Monza: one of the last bastions of old-school, high-speed, proper race tracks. Its hallowed asphalt, which snakes through a royal park outside Milan, has played host to a World Championship Grand Prix every year bar one since Formula 1 was born in 1950. Only in 1980, when the Italian GP went to Imola while Monza was being refurbished, has the legendary Autodromo Nazionale not reverberated to the sound of racing’s top discipline.
AUG 31st 2016
Six of the best... Memorable Monza moments
And this weekend, the class of 2016 will do battle through such iconic sweeps as Curva Grande, Curva di Lesmo, Variante Ascari and Curva Parabolica.
With the 66th Italian Grand Prix a few days away, we’ve looked back over races of yore and picked out one classic from each complete decade since World Championship Grand Prix racing first arrived at Monza in 1950.
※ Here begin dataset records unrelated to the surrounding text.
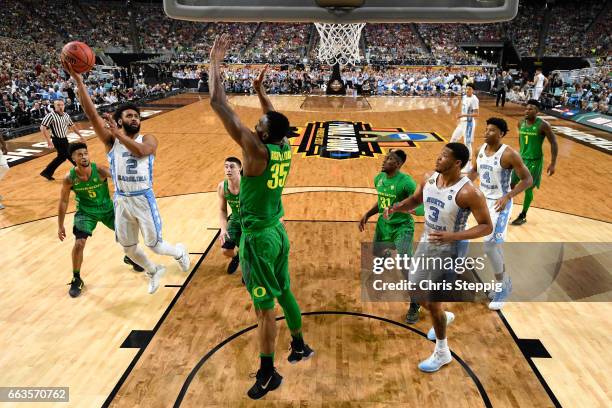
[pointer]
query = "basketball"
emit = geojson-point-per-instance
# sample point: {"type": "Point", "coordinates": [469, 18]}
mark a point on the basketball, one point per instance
{"type": "Point", "coordinates": [80, 57]}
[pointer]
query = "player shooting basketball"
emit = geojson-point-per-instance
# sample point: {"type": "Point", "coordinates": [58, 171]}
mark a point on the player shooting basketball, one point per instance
{"type": "Point", "coordinates": [264, 244]}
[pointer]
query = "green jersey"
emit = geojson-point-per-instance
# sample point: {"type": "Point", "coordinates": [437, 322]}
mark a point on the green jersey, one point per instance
{"type": "Point", "coordinates": [233, 200]}
{"type": "Point", "coordinates": [531, 140]}
{"type": "Point", "coordinates": [92, 196]}
{"type": "Point", "coordinates": [260, 196]}
{"type": "Point", "coordinates": [392, 190]}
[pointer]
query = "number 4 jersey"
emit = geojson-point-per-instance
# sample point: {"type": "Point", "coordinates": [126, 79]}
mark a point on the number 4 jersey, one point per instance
{"type": "Point", "coordinates": [131, 174]}
{"type": "Point", "coordinates": [260, 196]}
{"type": "Point", "coordinates": [92, 196]}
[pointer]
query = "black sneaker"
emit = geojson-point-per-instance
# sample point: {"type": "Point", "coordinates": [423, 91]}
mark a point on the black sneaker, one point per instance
{"type": "Point", "coordinates": [233, 266]}
{"type": "Point", "coordinates": [135, 266]}
{"type": "Point", "coordinates": [298, 355]}
{"type": "Point", "coordinates": [413, 313]}
{"type": "Point", "coordinates": [264, 384]}
{"type": "Point", "coordinates": [47, 176]}
{"type": "Point", "coordinates": [76, 285]}
{"type": "Point", "coordinates": [520, 220]}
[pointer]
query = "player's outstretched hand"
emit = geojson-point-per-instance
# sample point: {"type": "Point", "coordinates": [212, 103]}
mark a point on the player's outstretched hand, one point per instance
{"type": "Point", "coordinates": [362, 222]}
{"type": "Point", "coordinates": [219, 48]}
{"type": "Point", "coordinates": [258, 83]}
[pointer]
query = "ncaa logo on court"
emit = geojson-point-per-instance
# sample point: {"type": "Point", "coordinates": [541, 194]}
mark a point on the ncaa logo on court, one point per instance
{"type": "Point", "coordinates": [342, 140]}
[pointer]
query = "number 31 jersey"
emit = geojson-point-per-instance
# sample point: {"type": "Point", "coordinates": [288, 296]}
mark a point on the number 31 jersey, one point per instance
{"type": "Point", "coordinates": [130, 173]}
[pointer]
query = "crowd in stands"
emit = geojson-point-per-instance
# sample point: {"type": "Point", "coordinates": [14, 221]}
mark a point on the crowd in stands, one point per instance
{"type": "Point", "coordinates": [568, 26]}
{"type": "Point", "coordinates": [384, 81]}
{"type": "Point", "coordinates": [488, 32]}
{"type": "Point", "coordinates": [525, 28]}
{"type": "Point", "coordinates": [393, 44]}
{"type": "Point", "coordinates": [442, 39]}
{"type": "Point", "coordinates": [278, 44]}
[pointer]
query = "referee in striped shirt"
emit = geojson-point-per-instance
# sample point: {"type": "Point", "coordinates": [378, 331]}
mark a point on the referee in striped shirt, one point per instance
{"type": "Point", "coordinates": [59, 122]}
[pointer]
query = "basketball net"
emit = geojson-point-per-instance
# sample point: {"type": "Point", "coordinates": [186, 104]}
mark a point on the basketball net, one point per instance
{"type": "Point", "coordinates": [339, 43]}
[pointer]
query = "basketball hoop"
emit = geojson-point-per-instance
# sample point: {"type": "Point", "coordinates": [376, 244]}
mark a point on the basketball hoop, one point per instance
{"type": "Point", "coordinates": [339, 43]}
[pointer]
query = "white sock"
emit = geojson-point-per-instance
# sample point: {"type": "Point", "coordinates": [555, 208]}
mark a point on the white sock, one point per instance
{"type": "Point", "coordinates": [137, 255]}
{"type": "Point", "coordinates": [164, 248]}
{"type": "Point", "coordinates": [441, 345]}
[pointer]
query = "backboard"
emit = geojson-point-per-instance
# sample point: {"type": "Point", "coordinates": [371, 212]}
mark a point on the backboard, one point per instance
{"type": "Point", "coordinates": [372, 11]}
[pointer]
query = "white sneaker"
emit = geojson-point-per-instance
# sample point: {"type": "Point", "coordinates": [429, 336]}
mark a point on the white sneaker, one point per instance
{"type": "Point", "coordinates": [183, 260]}
{"type": "Point", "coordinates": [438, 359]}
{"type": "Point", "coordinates": [155, 277]}
{"type": "Point", "coordinates": [450, 317]}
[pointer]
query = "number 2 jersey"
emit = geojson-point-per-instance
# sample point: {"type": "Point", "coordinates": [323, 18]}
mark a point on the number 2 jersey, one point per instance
{"type": "Point", "coordinates": [131, 175]}
{"type": "Point", "coordinates": [260, 196]}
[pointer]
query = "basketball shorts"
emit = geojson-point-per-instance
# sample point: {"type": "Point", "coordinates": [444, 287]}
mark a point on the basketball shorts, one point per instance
{"type": "Point", "coordinates": [264, 259]}
{"type": "Point", "coordinates": [434, 278]}
{"type": "Point", "coordinates": [537, 92]}
{"type": "Point", "coordinates": [3, 166]}
{"type": "Point", "coordinates": [137, 214]}
{"type": "Point", "coordinates": [234, 230]}
{"type": "Point", "coordinates": [399, 236]}
{"type": "Point", "coordinates": [499, 220]}
{"type": "Point", "coordinates": [535, 167]}
{"type": "Point", "coordinates": [85, 222]}
{"type": "Point", "coordinates": [465, 129]}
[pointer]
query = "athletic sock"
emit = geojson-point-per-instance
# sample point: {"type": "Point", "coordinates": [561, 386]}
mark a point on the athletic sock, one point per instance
{"type": "Point", "coordinates": [266, 363]}
{"type": "Point", "coordinates": [527, 202]}
{"type": "Point", "coordinates": [441, 344]}
{"type": "Point", "coordinates": [297, 341]}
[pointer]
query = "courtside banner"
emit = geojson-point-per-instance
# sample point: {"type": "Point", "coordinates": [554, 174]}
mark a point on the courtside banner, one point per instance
{"type": "Point", "coordinates": [468, 272]}
{"type": "Point", "coordinates": [593, 119]}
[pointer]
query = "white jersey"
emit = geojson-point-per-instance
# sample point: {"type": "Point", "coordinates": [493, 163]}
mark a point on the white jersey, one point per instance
{"type": "Point", "coordinates": [132, 175]}
{"type": "Point", "coordinates": [494, 179]}
{"type": "Point", "coordinates": [468, 105]}
{"type": "Point", "coordinates": [441, 210]}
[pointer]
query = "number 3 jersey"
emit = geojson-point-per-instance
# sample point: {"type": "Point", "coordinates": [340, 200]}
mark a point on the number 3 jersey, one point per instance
{"type": "Point", "coordinates": [131, 174]}
{"type": "Point", "coordinates": [260, 196]}
{"type": "Point", "coordinates": [441, 210]}
{"type": "Point", "coordinates": [494, 179]}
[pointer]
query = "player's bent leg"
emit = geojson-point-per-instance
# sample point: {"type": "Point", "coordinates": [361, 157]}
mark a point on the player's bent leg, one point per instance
{"type": "Point", "coordinates": [77, 284]}
{"type": "Point", "coordinates": [441, 355]}
{"type": "Point", "coordinates": [267, 378]}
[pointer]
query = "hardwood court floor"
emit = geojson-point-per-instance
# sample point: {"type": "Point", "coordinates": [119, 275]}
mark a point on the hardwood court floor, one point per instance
{"type": "Point", "coordinates": [53, 340]}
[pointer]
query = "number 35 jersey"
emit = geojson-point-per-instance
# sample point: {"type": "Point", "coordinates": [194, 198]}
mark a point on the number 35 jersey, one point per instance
{"type": "Point", "coordinates": [131, 174]}
{"type": "Point", "coordinates": [260, 196]}
{"type": "Point", "coordinates": [494, 179]}
{"type": "Point", "coordinates": [441, 210]}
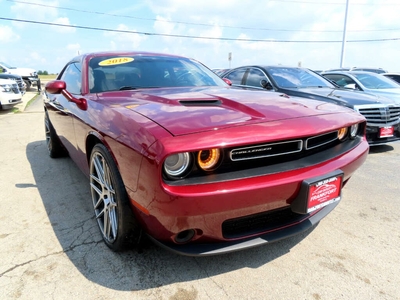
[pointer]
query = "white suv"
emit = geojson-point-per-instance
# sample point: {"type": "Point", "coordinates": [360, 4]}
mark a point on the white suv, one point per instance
{"type": "Point", "coordinates": [10, 94]}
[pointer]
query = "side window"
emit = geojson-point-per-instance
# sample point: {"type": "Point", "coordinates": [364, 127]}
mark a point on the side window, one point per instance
{"type": "Point", "coordinates": [72, 76]}
{"type": "Point", "coordinates": [254, 78]}
{"type": "Point", "coordinates": [341, 80]}
{"type": "Point", "coordinates": [236, 76]}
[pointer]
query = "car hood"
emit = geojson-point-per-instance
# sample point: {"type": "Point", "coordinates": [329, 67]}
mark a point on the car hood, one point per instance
{"type": "Point", "coordinates": [341, 96]}
{"type": "Point", "coordinates": [189, 110]}
{"type": "Point", "coordinates": [22, 71]}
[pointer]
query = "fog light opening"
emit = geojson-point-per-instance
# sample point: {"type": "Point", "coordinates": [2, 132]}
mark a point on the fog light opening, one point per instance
{"type": "Point", "coordinates": [185, 236]}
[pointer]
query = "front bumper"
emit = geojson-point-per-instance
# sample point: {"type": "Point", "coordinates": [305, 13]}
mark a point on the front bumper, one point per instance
{"type": "Point", "coordinates": [205, 208]}
{"type": "Point", "coordinates": [372, 135]}
{"type": "Point", "coordinates": [208, 249]}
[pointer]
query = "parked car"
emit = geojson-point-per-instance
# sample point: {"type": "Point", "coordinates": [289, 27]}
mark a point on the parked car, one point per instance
{"type": "Point", "coordinates": [371, 83]}
{"type": "Point", "coordinates": [366, 69]}
{"type": "Point", "coordinates": [219, 71]}
{"type": "Point", "coordinates": [382, 114]}
{"type": "Point", "coordinates": [18, 79]}
{"type": "Point", "coordinates": [202, 168]}
{"type": "Point", "coordinates": [9, 94]}
{"type": "Point", "coordinates": [393, 76]}
{"type": "Point", "coordinates": [29, 75]}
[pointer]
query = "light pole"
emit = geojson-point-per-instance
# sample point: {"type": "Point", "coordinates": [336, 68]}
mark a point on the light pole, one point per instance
{"type": "Point", "coordinates": [344, 34]}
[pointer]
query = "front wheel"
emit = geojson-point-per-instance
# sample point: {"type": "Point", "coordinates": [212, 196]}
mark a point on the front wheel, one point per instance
{"type": "Point", "coordinates": [114, 216]}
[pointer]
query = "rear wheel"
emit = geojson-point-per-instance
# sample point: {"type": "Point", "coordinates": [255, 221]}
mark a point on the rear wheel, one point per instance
{"type": "Point", "coordinates": [54, 146]}
{"type": "Point", "coordinates": [114, 216]}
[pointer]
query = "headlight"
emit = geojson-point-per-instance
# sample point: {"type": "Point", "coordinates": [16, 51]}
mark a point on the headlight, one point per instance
{"type": "Point", "coordinates": [176, 165]}
{"type": "Point", "coordinates": [342, 133]}
{"type": "Point", "coordinates": [5, 88]}
{"type": "Point", "coordinates": [353, 131]}
{"type": "Point", "coordinates": [208, 159]}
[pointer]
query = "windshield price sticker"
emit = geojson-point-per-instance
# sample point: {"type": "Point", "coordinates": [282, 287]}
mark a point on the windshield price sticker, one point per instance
{"type": "Point", "coordinates": [324, 192]}
{"type": "Point", "coordinates": [386, 131]}
{"type": "Point", "coordinates": [115, 61]}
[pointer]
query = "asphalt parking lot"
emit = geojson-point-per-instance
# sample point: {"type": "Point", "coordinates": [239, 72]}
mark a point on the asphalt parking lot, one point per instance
{"type": "Point", "coordinates": [51, 247]}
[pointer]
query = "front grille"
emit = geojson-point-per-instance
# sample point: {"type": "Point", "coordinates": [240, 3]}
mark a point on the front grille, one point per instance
{"type": "Point", "coordinates": [282, 148]}
{"type": "Point", "coordinates": [380, 114]}
{"type": "Point", "coordinates": [266, 150]}
{"type": "Point", "coordinates": [316, 141]}
{"type": "Point", "coordinates": [261, 222]}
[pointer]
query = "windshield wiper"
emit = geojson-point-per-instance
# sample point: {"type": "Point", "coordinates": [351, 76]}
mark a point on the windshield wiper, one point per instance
{"type": "Point", "coordinates": [123, 88]}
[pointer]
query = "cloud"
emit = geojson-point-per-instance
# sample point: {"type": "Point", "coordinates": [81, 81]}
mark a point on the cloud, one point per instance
{"type": "Point", "coordinates": [122, 40]}
{"type": "Point", "coordinates": [7, 34]}
{"type": "Point", "coordinates": [64, 21]}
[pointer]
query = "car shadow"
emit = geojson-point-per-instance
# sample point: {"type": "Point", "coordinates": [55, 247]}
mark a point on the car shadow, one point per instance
{"type": "Point", "coordinates": [380, 149]}
{"type": "Point", "coordinates": [65, 193]}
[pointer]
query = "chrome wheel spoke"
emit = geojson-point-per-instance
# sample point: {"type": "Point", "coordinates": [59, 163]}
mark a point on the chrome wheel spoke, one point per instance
{"type": "Point", "coordinates": [103, 197]}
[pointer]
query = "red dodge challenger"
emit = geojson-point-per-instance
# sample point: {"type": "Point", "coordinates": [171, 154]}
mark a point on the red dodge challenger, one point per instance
{"type": "Point", "coordinates": [201, 168]}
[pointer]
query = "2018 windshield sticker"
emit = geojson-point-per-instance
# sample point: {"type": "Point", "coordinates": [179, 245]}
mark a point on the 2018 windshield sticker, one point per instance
{"type": "Point", "coordinates": [115, 61]}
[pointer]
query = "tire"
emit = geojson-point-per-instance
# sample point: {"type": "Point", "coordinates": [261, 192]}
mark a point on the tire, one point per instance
{"type": "Point", "coordinates": [54, 146]}
{"type": "Point", "coordinates": [113, 213]}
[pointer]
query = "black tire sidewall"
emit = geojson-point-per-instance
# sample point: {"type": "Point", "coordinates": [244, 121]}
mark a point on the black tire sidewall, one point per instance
{"type": "Point", "coordinates": [127, 225]}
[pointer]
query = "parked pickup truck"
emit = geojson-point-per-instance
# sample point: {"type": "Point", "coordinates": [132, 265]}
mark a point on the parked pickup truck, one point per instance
{"type": "Point", "coordinates": [29, 76]}
{"type": "Point", "coordinates": [9, 94]}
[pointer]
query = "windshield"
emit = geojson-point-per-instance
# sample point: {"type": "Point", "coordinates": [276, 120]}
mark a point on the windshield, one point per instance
{"type": "Point", "coordinates": [135, 72]}
{"type": "Point", "coordinates": [372, 81]}
{"type": "Point", "coordinates": [297, 78]}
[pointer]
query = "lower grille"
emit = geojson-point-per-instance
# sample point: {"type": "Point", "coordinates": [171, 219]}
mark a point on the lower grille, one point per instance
{"type": "Point", "coordinates": [258, 223]}
{"type": "Point", "coordinates": [380, 114]}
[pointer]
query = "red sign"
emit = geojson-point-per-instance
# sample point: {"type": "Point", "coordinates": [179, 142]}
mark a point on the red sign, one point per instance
{"type": "Point", "coordinates": [386, 131]}
{"type": "Point", "coordinates": [324, 192]}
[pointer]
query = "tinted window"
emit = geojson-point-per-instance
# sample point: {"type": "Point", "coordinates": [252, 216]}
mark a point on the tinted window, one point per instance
{"type": "Point", "coordinates": [236, 76]}
{"type": "Point", "coordinates": [118, 73]}
{"type": "Point", "coordinates": [373, 81]}
{"type": "Point", "coordinates": [297, 78]}
{"type": "Point", "coordinates": [254, 78]}
{"type": "Point", "coordinates": [72, 76]}
{"type": "Point", "coordinates": [340, 80]}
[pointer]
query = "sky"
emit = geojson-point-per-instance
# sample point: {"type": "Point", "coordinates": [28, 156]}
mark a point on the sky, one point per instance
{"type": "Point", "coordinates": [307, 33]}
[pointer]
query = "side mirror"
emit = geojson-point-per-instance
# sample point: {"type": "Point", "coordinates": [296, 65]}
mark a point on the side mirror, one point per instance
{"type": "Point", "coordinates": [351, 86]}
{"type": "Point", "coordinates": [55, 86]}
{"type": "Point", "coordinates": [266, 84]}
{"type": "Point", "coordinates": [227, 81]}
{"type": "Point", "coordinates": [59, 87]}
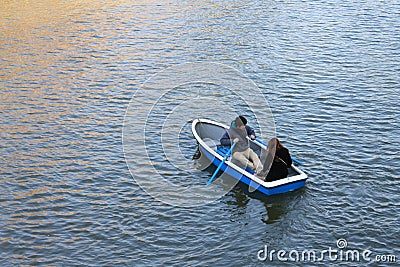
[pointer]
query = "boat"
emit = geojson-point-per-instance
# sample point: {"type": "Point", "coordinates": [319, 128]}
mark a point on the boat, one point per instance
{"type": "Point", "coordinates": [208, 133]}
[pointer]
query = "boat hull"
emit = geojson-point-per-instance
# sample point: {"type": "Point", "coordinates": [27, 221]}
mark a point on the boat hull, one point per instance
{"type": "Point", "coordinates": [267, 188]}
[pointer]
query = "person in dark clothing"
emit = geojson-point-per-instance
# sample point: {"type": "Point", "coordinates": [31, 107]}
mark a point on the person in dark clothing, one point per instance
{"type": "Point", "coordinates": [277, 162]}
{"type": "Point", "coordinates": [241, 153]}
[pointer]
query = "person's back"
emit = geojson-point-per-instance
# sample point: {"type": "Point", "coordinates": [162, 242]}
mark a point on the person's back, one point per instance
{"type": "Point", "coordinates": [280, 165]}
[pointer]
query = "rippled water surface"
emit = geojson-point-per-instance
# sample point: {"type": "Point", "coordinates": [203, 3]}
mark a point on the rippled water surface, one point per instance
{"type": "Point", "coordinates": [69, 69]}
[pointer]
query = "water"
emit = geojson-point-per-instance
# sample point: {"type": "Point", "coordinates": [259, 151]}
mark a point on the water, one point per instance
{"type": "Point", "coordinates": [329, 70]}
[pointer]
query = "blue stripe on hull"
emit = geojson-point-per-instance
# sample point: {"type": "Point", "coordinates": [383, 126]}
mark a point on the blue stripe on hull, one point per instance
{"type": "Point", "coordinates": [239, 176]}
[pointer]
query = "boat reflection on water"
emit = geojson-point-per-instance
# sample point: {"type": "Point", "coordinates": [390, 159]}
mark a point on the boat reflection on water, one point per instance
{"type": "Point", "coordinates": [276, 206]}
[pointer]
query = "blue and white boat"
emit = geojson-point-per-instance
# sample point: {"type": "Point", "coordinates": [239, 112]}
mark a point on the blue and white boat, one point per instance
{"type": "Point", "coordinates": [208, 134]}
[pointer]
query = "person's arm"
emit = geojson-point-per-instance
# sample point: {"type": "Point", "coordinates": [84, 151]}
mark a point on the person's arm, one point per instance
{"type": "Point", "coordinates": [288, 158]}
{"type": "Point", "coordinates": [250, 132]}
{"type": "Point", "coordinates": [225, 140]}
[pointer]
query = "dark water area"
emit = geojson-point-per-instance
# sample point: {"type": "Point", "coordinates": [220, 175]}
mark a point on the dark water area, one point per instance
{"type": "Point", "coordinates": [69, 71]}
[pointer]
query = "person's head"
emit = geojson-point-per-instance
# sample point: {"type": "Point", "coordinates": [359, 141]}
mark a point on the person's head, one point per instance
{"type": "Point", "coordinates": [240, 123]}
{"type": "Point", "coordinates": [274, 142]}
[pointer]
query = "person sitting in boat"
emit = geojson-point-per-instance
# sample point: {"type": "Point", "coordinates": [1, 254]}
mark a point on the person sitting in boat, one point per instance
{"type": "Point", "coordinates": [242, 153]}
{"type": "Point", "coordinates": [277, 162]}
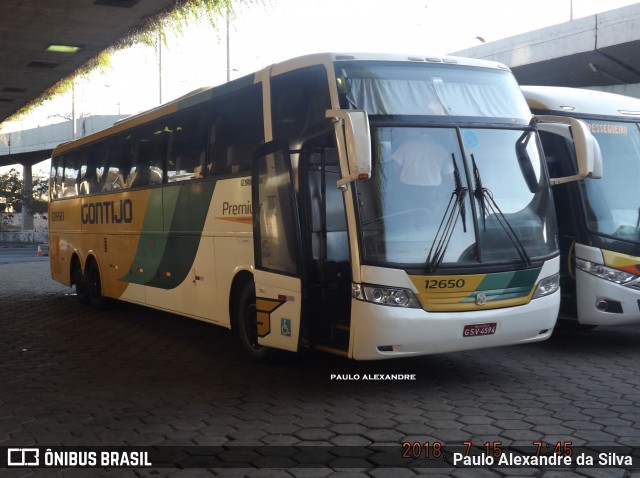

The final round of the 1956 produced a championship showdown you simply could not have made up. Poleman Juan Fangio’s Lancia-Ferrari D50 broke a steering arm, the team trying – and failing – to persuade Luigi Musso to hand over his healthy stead to the Argentinian, who stood on the brink of a fourth world title – unless Peter Collins could win and take fastest lap. Unthinkably, Collins handed over his D50 to Fangio, thereby spoiling his own title chances. Fangio brought Collins’ car home in second, behind the winning Maserati 250F of Stirling Moss, another crown guaranteed.
The masterful Jim Clark, armed with Colin Chapman’s Lotus 49 and the new-for-’67 Cosworth DFV, led until lap 12 before a puncture looked to have put paid to his afternoon. A lap behind, he fought back through the field, retaking the lead with eight laps remaining. Fuel-pump trouble on the penultimate lap then dropped the Scot behind the pursuing Jack Brabham and John Surtees, the Briton hanging on to take his and Honda’s final win (until Jenson Button won for the Japanese marque in 2006, of course!)
This classic slipstreamer went into the record books as the closest finish in Formula 1 history. The last year of pre-chicane Monza meant a train of cars circulated at high speed for lap after lap. Eight drivers – Ronnie Peterson, Chris Amon, François Cevert, Mike Hailwood, Clay Regazzoni, Jo Siffert, Peter Gethin and Jackie Stewart – took a turn at the front of the 55-lap thrash, but it was British BRM driver Gethin who led when it mattered most. Gethin had led laps 52 and 53 of 55, losing out to Peterson’s March on lap 54. And, then, in the sprint to the flag, the BRM driver edged back ahead on the sprint to the flag, beating the Swede by 0.01s. The rest of the leading pack comprised Cevert’s Tyrrell, Hailwood’s Surtees and Howden Ganley’s BRM and they all finished within six-tenths of a second of Gethin. If you blinked, you probably missed it.
Enzo Ferrari, supreme being to the passionate Italian tifosi, had died in the August. This was the first Italian Grand Prix without Il Commendatore watching from afar (he stopped going to races after the death of his son Dino) and the fans wanted the red cars to put on a show. Problem was, the McLaren-Hondas of Ayrton Senna and Alain Prost had between them won all 11 races that year. When they qualified in their customary one-two in Ferrari’s backyard it looked like win number 12 was in the bag. There was a chance of a double podium for the F1/87-88Cs when Alain Prost’s Honda engine let go, but nothing prepared the home crowd for what happened with two laps to go. Senna tripped over the backmarking Williams of F1 debutant Jean-Louis Schlesser and beached the McLaren on a kerb. Cue a frenzy in the stands as the tifosi witnessed the first Ferrari one-two at Monza for nine years.
Double world champion Michael Schumacher had joined an on-the-ropes Ferrari, which had won just two races in five seasons, for 1996, taking his first win for the Scuderia in Spain and doubling up in Belgium. Could the German horse whisperer deliver a home win at Monza in year one? That’s what would really certify his position within the hallowed halls of Maranello. He qualified the F310 third behind the dominant Williams-Renaults of Damon Hill and Jacques Villeneuve and had to give best to Hill and Jean Alesi, the man with whom he’d done a Benetton/Ferrari swap, for 30 laps. After outwitting the Frenchman on pitstop strategy, Schumacher got in front and reeled off the remaining 22 laps to seal an historic win. And he’d win four more times at Monza in a red car, his status assured forever.
Those who witnessed 21-year-old Sebastian Vettel’s performance for Red Bull junior team Scuderia Toro Rosso at a rain-lashed Monza in 2008 aren’t in the least bit surprised that the German became a four-time World Champion once he’d got his hands on a senior-team car. Vettel secured pole in the wet, took off at the front after a safety-car start and, bar four laps during the pitstop cycle, led every lap to become the youngest winner of a Grand Prix – a record he took from Fernando Alonso and only lost this year to Max Verstappen. It was an early demonstration of the class of one of the sport’s very best.